A female history maker in Tunisia’s medical history. Tawhida Ben Sheikh was the first woman to become a physician in North Africa in the 20th century. She was the first North African Muslim woman to earn a medical degree from the Faculty of Medicine in Paris, in 1936, while Tunisia was still under colonial rule.
Tawhida Ben Sheikh, born in 1909 passed on a decade ago, in 2010. She was the first Arab and Muslim woman to become a physician in North Africa in the 20th century. She is particularly renowned for her work in women’s health and specialization in Gynecology.
In 1928, she became the first woman to attain a high school baccalaureate and eventually specialized in Genecology, heading campaigns around access to contraception and abortion which precipitated the legalization of abortion in 1965.

Vice-president of the Tunisian Red Crescent, she contributed to the creation of several organizations to help orphans, promote children care, and education and learning for the Elderly.
She was known as “the doctor of the poor” as she worked in a very popular neighborhood and most of her patients were those living in difficult conditions, and that she was often providing free medical services for poor women during the French protectorate. At the time, women often came to see her to give birth. This is how she became an Obstetrician and then a Gynecologist, ”says her daughter.
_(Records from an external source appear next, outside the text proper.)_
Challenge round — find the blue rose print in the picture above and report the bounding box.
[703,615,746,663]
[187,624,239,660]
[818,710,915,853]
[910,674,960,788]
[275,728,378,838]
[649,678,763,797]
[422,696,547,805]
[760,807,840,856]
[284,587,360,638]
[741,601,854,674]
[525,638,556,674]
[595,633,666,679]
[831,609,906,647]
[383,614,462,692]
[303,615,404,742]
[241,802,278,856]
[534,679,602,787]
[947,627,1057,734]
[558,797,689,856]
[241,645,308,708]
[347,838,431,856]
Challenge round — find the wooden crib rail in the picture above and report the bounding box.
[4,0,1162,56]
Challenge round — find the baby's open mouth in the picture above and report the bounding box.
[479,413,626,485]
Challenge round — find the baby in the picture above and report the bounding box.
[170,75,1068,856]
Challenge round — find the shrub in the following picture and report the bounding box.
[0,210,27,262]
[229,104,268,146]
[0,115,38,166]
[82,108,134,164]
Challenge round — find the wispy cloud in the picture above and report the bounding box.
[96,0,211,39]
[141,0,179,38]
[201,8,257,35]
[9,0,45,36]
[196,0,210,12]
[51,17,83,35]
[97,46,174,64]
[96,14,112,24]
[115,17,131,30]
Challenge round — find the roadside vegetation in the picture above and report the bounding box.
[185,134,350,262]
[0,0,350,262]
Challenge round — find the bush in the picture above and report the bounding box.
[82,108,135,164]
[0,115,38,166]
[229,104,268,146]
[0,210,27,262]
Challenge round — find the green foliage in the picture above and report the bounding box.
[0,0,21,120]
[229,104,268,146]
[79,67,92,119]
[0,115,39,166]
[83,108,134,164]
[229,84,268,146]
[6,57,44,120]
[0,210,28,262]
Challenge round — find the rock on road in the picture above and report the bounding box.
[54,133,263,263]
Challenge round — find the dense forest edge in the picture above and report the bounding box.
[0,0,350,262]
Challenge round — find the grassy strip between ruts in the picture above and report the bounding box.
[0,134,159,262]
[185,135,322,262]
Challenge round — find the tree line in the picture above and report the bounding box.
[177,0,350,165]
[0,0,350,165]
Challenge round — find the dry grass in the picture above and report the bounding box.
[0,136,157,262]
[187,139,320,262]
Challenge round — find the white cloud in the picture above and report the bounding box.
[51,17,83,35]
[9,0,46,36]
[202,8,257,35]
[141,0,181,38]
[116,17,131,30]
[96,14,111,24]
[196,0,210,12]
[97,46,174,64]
She was also very active in the nationalist movement until independence from France was won in 1956.
The First Woman to Make it onto the Country’s Currency
On March 26, 2020, the Central Bank of Tunisia unveiled new banknotes honoring the female history maker in the country’s medical history.
The bank released a new 10 Tunisian Dinar note that features female doctor Tewhida ben Sheikh, the first woman to make it onto the country’s currency.